The terms used herein have the following meanings alone or in combination with other terms.
“Alkyl” means a linear or branched alkyl group having 1 to 20 carbon atoms, preferably 1 to 10 carbon atoms, such as methyl, ethyl, n-propyl, isopropyl, n-butyl, isobutyl, sec-butyl, tert-butyl, n-pentyl, isopentyl, neopentyl, tert-pentyl, n-hexyl, isohexyl, n-heptyl, n-octyl, n-nonyl, n-decyl, etc. Can be mentioned. Preferred is alkyl having 1 to 6 carbon atoms, for example, methyl, ethyl, n-propyl, isopropyl, n-butyl, isobutyl, sec-butyl, tert-butyl, n-pentyl, isopentyl, neo Examples include pentyl, tert-pentyl, n-hexyl, and isohexyl. A lower alkyl having 1 to 6 carbon atoms is particularly preferred.

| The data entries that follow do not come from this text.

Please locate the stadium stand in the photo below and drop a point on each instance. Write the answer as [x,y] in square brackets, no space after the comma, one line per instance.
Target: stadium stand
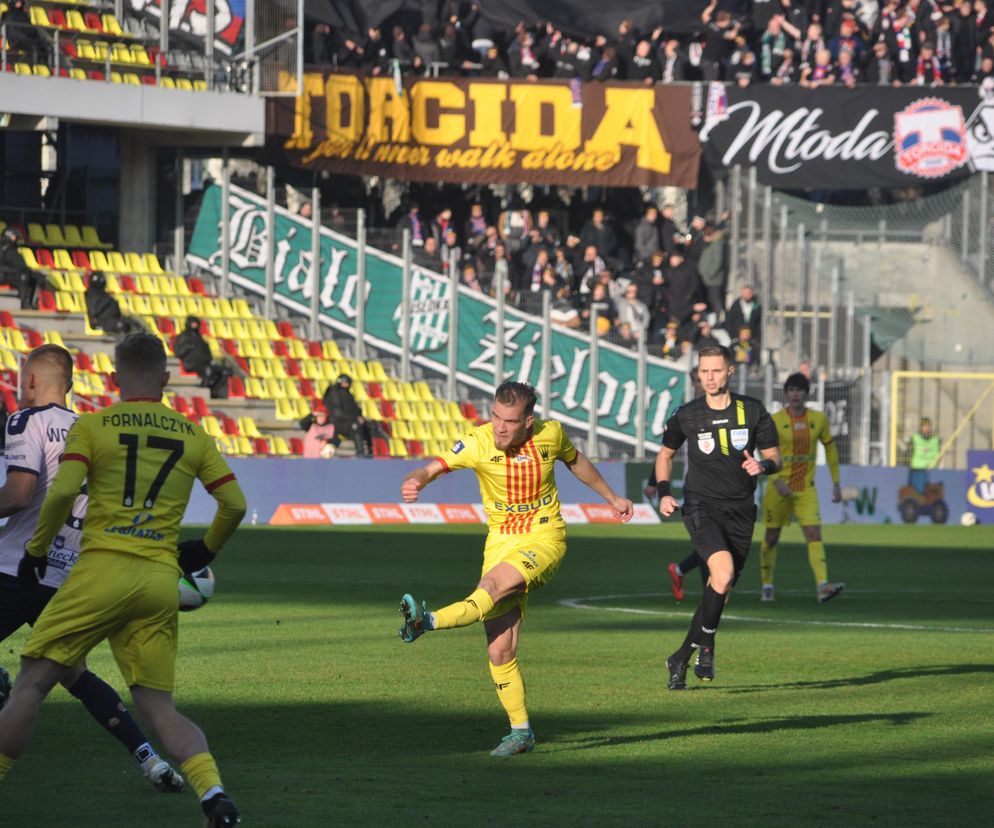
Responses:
[284,374]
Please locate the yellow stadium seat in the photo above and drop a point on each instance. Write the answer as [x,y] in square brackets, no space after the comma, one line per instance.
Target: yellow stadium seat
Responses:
[255,388]
[84,49]
[286,409]
[92,239]
[29,257]
[74,21]
[279,446]
[248,427]
[159,306]
[219,326]
[212,426]
[136,264]
[102,362]
[152,264]
[36,233]
[39,17]
[141,305]
[297,349]
[112,26]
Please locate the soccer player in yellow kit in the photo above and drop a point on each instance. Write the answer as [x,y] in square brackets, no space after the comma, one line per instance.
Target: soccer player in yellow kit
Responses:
[792,491]
[514,456]
[139,459]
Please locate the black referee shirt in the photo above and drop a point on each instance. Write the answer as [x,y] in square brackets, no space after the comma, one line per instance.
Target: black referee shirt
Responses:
[716,441]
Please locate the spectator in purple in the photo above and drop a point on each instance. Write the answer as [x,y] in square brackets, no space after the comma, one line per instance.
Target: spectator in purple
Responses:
[411,220]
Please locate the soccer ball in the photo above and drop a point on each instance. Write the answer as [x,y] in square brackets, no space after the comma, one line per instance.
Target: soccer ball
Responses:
[195,589]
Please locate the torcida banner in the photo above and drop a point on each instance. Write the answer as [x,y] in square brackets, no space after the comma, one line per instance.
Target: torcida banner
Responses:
[487,131]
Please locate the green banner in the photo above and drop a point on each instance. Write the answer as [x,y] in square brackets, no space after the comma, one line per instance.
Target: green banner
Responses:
[430,305]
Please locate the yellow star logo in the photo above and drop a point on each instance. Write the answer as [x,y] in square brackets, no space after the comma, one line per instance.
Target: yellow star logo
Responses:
[985,474]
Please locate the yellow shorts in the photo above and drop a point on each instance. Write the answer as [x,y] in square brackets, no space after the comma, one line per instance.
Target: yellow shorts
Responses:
[777,510]
[536,557]
[130,601]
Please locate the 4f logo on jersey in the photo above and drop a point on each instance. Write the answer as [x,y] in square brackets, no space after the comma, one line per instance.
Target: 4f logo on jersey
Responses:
[740,438]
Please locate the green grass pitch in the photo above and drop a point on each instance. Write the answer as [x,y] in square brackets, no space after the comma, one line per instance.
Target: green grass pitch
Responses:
[874,709]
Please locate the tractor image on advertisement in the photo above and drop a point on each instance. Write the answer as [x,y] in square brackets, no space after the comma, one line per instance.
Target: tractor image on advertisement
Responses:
[931,502]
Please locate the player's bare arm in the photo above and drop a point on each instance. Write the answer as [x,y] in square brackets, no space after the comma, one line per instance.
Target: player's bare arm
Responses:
[419,478]
[587,473]
[16,492]
[664,468]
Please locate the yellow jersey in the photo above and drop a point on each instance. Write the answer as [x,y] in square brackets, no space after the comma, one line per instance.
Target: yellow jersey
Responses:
[799,437]
[139,459]
[518,487]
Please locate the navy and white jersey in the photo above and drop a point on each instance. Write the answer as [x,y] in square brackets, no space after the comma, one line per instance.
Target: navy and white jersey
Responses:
[36,438]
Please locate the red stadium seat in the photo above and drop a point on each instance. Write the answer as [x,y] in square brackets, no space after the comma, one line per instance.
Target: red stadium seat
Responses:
[46,301]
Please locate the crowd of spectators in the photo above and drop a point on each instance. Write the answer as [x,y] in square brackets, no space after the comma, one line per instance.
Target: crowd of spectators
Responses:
[808,42]
[654,278]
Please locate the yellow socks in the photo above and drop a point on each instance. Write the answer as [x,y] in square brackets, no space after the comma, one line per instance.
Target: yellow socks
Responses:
[767,562]
[511,691]
[464,613]
[6,763]
[816,557]
[201,770]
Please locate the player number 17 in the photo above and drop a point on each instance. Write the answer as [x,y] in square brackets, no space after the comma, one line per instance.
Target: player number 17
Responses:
[130,441]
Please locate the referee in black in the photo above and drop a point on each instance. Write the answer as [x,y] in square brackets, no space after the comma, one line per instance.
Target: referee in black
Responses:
[723,432]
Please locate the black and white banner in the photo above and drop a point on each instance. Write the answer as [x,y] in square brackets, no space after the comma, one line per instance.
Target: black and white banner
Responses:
[839,138]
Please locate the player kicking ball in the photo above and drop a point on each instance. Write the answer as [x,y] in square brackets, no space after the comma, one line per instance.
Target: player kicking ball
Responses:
[514,457]
[792,491]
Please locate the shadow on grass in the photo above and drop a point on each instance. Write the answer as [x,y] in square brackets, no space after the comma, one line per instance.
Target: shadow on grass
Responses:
[746,727]
[880,677]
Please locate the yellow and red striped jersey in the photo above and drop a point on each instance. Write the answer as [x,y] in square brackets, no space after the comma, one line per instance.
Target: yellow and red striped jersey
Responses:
[799,438]
[518,487]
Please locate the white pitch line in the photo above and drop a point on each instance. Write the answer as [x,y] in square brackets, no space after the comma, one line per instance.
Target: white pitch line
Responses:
[581,603]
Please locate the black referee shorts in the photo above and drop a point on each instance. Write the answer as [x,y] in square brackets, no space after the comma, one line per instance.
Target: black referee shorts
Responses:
[20,606]
[714,527]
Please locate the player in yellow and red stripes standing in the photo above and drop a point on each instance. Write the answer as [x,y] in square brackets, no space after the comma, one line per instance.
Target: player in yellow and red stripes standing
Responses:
[792,491]
[514,456]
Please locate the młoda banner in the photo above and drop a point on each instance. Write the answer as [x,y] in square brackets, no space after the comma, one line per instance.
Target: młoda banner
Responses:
[488,131]
[838,138]
[617,397]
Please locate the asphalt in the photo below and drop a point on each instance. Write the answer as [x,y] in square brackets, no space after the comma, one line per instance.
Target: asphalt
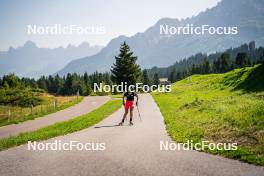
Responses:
[130,151]
[87,105]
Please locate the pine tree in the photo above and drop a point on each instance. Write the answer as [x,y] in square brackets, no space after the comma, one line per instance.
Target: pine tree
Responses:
[242,60]
[125,68]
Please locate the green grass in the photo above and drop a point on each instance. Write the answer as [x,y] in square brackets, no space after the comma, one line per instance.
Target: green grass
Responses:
[62,128]
[227,108]
[21,114]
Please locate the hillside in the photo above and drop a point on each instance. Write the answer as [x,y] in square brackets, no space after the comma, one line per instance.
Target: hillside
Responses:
[227,108]
[154,49]
[30,60]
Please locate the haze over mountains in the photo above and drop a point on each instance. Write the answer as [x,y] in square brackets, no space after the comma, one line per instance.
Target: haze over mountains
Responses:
[32,61]
[154,49]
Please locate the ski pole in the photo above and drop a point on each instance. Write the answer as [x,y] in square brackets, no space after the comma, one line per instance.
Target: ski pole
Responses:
[139,114]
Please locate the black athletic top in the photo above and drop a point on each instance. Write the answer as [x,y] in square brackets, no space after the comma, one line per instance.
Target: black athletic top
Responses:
[130,97]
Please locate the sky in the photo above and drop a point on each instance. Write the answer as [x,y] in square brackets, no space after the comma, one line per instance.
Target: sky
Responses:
[118,17]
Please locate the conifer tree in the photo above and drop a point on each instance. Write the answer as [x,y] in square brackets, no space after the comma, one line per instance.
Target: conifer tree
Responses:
[125,69]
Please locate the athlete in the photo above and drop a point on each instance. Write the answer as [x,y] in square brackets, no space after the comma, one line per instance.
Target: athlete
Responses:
[128,102]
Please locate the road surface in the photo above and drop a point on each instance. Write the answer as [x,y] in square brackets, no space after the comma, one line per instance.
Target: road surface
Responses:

  “Alkenyl” means linear or branched alkenyl having 2 to 20 carbon atoms, preferably 2 to 8 carbon atoms, having one or more double bonds to the above “alkyl”. Examples include vinyl, 1-propenyl, 2-propenyl, 1-butenyl, 2-butenyl, 3-butenyl, 1,3-butadienyl, 3-methyl-2-butenyl and the like.

  “Aryl” refers to monocyclic aromatic hydrocarbon groups (phenyl) and polycyclic aromatic hydrocarbon groups (eg 1-naphthyl, 2-naphthyl, 1-anthryl, 2-anthryl, 9-anthryl, 1-phenanthryl). , 2-phenanthryl, 3-phenanthryl, 4-phenanthryl, 9-phenanthryl and the like. Preferable is phenyl or naphthyl (1-naphthyl, 2-naphthyl).

  “Alkynyl” means alkynyl having 2 to 20 carbon atoms, preferably 2 to 10 carbon atoms, having one or more triple bonds in the above alkyl. For example, ethynyl, 1-propynyl, 2-propynyl, 1 -Butynyl, 2-butynyl, 3-butynyl and the like.

“Alkoxy” means a linear or branched (chain) alkoxy group having 1 to 20 carbon atoms, such as a methoxy group, an ethoxy group, a propoxy group, an isopropoxy group, a butoxy group, an isobutoxy group, sec -Butoxy group, tert-butoxy group, pentyloxy group, hexyloxy group, octadecanoxy group, allyloxy group and the like. C ₁ -C ₆ linear or branched lower alkoxy is preferred.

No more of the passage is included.